Several years ago, we were traveling through the Gers department, the traditional Armagnac country. Armagnac is also an eau-de-vie, a fruit schnapps or brandevin based on grape juice. It’s a spirit, just like cognac, but it’s not double distilled like its brother next door in the Charente. I remember people saying to us with a wink: “Well, we don’t have to double distill Armagnac. It’s perfect after the first pass!” That, my friends, is terroir! Hometown pride!!
One last tidbit for your entertainment. Indubitably you have noticed a film of black soot over walls and objects in my pictures of the Domaine de Chadeville distillery.

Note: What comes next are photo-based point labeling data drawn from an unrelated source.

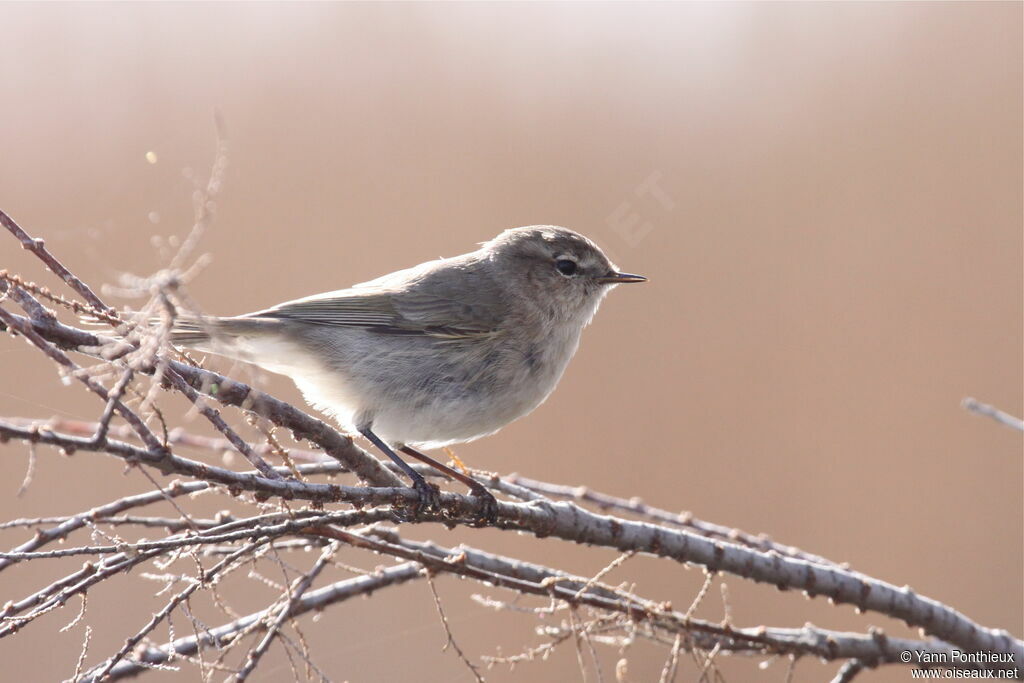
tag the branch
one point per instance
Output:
(974, 406)
(223, 635)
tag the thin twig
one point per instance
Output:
(974, 406)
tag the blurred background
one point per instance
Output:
(826, 199)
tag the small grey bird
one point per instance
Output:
(439, 353)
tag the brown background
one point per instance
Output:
(837, 264)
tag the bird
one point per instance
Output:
(440, 353)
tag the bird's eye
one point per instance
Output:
(566, 267)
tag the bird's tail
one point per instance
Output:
(219, 335)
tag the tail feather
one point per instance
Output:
(216, 334)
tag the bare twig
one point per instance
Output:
(976, 407)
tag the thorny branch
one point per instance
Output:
(280, 510)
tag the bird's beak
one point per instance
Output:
(621, 279)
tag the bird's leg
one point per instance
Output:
(429, 499)
(488, 506)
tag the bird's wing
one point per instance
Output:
(446, 307)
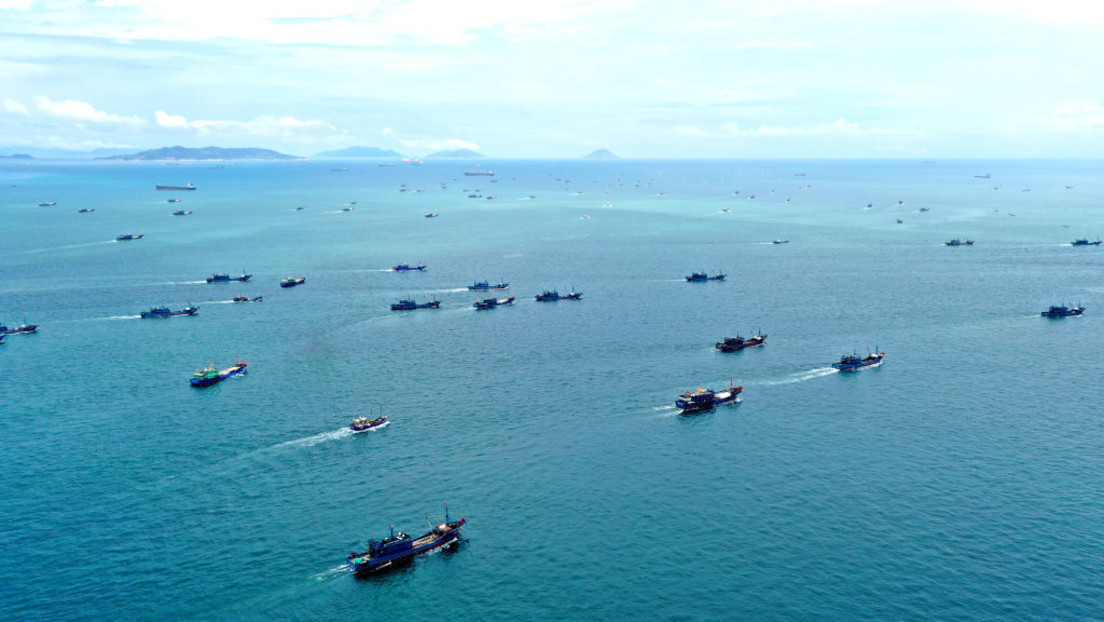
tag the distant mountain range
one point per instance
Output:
(360, 153)
(205, 154)
(457, 154)
(601, 155)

That is not actually soot, but a fungus called Baudoinia compniacensis. This small, harmless organism feeds on the “Angels’ Share”, the alcohol that evaporates from the cognac in their oaken casks during the aging process. Little is wasted in nature, so this ethanol becomes fungus food. The taxman has been known to cruise the villages hunting for moonshine operations – identifying them by their blackened walls.
We had the most amazing time at the Domaine de Chadeville, where M. Gourry, the maître de chai himself spent over two hours explaining this mystery called Cognac to us. During our visit, he even offered us a taste of their private family ambrosia, a sip of 100-year-old cognac. That’s the golden fluid in the top picture.